There are so many unanswered questions, he said, that competitive bidding cannot be allowed to move forward.
However, Wilson and others are fully cognizant that if the industry is successful in getting a delay, it will need to somehow pay for the savings CMS says it would have reaped under competitive bidding.
“How do you pay for that delay? The offset that we have offered in a measured way until we know what the numbers really are is that this industry would be willing to look at an across-the-board cut in DME depending on the size of the cut needed,” Wilson said. “We’re willing to give something back in order to stop the clock.”
While providers won’t know what size cut they have to come up with until that information is released by Congressional Budget Office, Wilson said the offer of an across-the-board cut was made with the stipulation that “this would be the only cut this year to DME. We are not willing to talk about additional cuts in the oxygen benefit and power mobility,” both of which have been on the table in recent months.
As the legislative push for delay gains momentum, Wilson said AAHomecare is also pursuing probable legal action.

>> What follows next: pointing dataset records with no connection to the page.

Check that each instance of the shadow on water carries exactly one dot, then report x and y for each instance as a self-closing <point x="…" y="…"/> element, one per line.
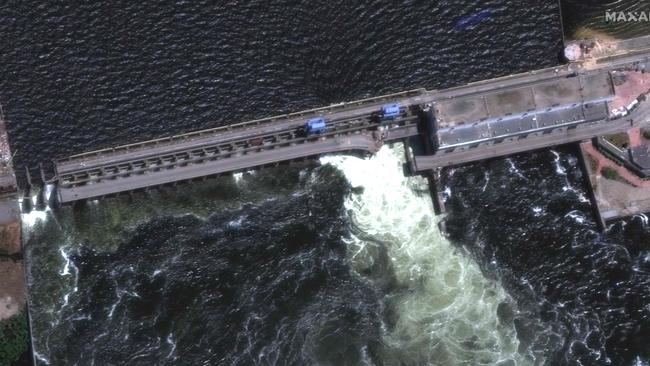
<point x="527" y="221"/>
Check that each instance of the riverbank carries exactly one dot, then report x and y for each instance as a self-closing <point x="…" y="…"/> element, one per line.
<point x="14" y="339"/>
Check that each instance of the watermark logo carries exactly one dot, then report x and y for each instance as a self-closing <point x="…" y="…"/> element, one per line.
<point x="626" y="16"/>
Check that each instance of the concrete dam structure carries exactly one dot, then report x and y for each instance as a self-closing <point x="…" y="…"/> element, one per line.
<point x="447" y="127"/>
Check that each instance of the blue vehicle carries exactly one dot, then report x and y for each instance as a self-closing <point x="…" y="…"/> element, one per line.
<point x="390" y="110"/>
<point x="315" y="126"/>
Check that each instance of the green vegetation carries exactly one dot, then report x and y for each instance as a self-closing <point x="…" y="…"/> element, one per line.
<point x="620" y="140"/>
<point x="610" y="173"/>
<point x="14" y="338"/>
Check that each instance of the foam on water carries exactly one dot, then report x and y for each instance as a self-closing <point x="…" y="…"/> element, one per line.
<point x="447" y="313"/>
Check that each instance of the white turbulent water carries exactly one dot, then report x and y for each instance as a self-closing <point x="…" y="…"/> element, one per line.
<point x="448" y="303"/>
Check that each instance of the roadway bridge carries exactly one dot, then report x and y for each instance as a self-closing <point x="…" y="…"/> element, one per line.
<point x="455" y="126"/>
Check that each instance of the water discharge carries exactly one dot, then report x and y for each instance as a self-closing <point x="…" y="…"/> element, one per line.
<point x="445" y="310"/>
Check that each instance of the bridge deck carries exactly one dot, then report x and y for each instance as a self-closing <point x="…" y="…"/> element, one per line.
<point x="104" y="187"/>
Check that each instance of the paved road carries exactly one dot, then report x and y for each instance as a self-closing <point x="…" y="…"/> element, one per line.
<point x="284" y="124"/>
<point x="358" y="142"/>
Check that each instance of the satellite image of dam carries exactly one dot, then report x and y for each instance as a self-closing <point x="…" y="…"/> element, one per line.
<point x="349" y="183"/>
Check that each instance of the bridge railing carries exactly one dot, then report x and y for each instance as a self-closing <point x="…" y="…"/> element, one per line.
<point x="212" y="131"/>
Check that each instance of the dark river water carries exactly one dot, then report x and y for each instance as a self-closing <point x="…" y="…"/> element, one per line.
<point x="334" y="262"/>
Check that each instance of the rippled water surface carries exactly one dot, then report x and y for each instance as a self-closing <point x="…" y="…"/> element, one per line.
<point x="333" y="262"/>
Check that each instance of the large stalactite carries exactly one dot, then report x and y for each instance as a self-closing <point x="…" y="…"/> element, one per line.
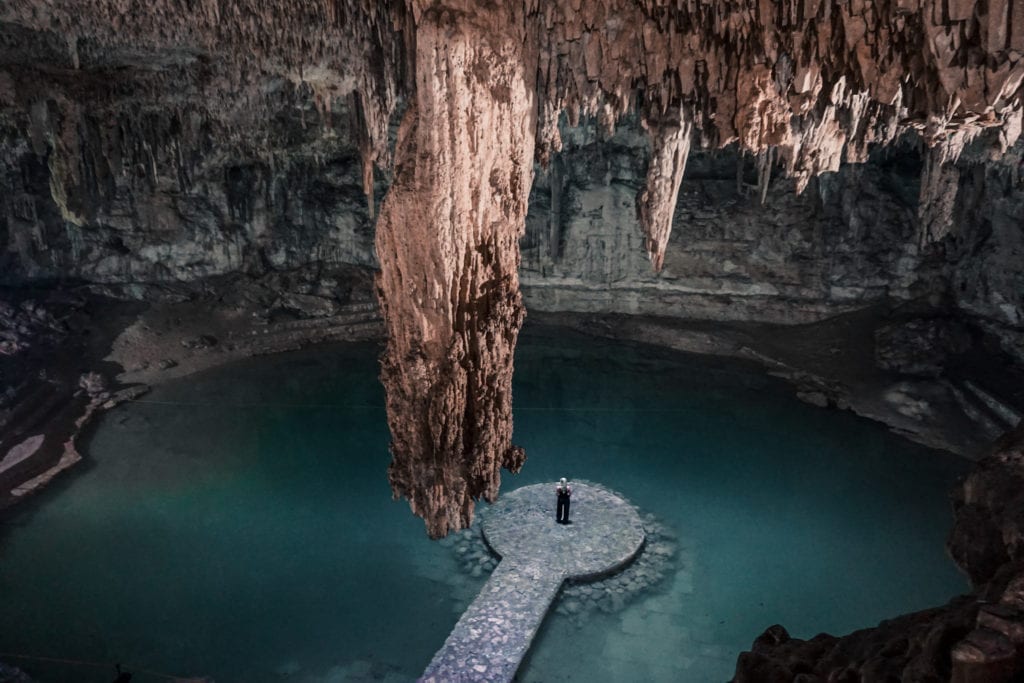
<point x="448" y="242"/>
<point x="803" y="85"/>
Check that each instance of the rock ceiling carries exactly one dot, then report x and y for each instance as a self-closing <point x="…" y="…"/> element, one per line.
<point x="481" y="88"/>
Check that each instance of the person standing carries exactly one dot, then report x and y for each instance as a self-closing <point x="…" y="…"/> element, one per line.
<point x="564" y="493"/>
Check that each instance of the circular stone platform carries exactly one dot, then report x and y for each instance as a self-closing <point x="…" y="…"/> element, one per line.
<point x="605" y="532"/>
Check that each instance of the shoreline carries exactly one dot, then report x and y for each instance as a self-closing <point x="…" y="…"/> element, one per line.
<point x="134" y="350"/>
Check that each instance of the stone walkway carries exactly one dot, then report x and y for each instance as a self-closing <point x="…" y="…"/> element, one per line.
<point x="538" y="555"/>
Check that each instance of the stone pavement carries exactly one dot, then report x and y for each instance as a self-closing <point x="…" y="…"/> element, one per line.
<point x="538" y="555"/>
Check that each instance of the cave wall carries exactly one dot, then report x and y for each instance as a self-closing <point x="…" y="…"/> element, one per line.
<point x="847" y="241"/>
<point x="177" y="140"/>
<point x="851" y="239"/>
<point x="162" y="200"/>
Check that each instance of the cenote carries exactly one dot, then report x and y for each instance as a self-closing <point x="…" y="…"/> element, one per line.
<point x="238" y="524"/>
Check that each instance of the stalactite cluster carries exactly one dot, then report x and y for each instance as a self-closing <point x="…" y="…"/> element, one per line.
<point x="803" y="85"/>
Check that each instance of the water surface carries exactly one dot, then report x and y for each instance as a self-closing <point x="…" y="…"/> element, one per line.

“While we continue to press on the legislative front, we are examining and really setting in motion what we need to do to pursue a court challenge to competitive bidding,” he said. “HHS has not met its statutory mandate and has not done the things they were required to do.”
The association is working with the Washington law firm of Sidley, Austin to compile the necessary data to pursue an injunction that would halt implementation of both rounds one and two, he said.
Already, one injunction against competitive bidding is being sought by Cleveland-based Walter & Haverfield LLP, which is handling a lawsuit backed by Last Chance for Patient Choice, an educational entity created by Waterloo, Iowa-based VGM to fight competitive bidding.
Whether legislatively or legally, whatever happens has to happen fast.
“We’ve got three to four weeks to get this resolved,” said Bachenheimer. “This is no time for a vacation.”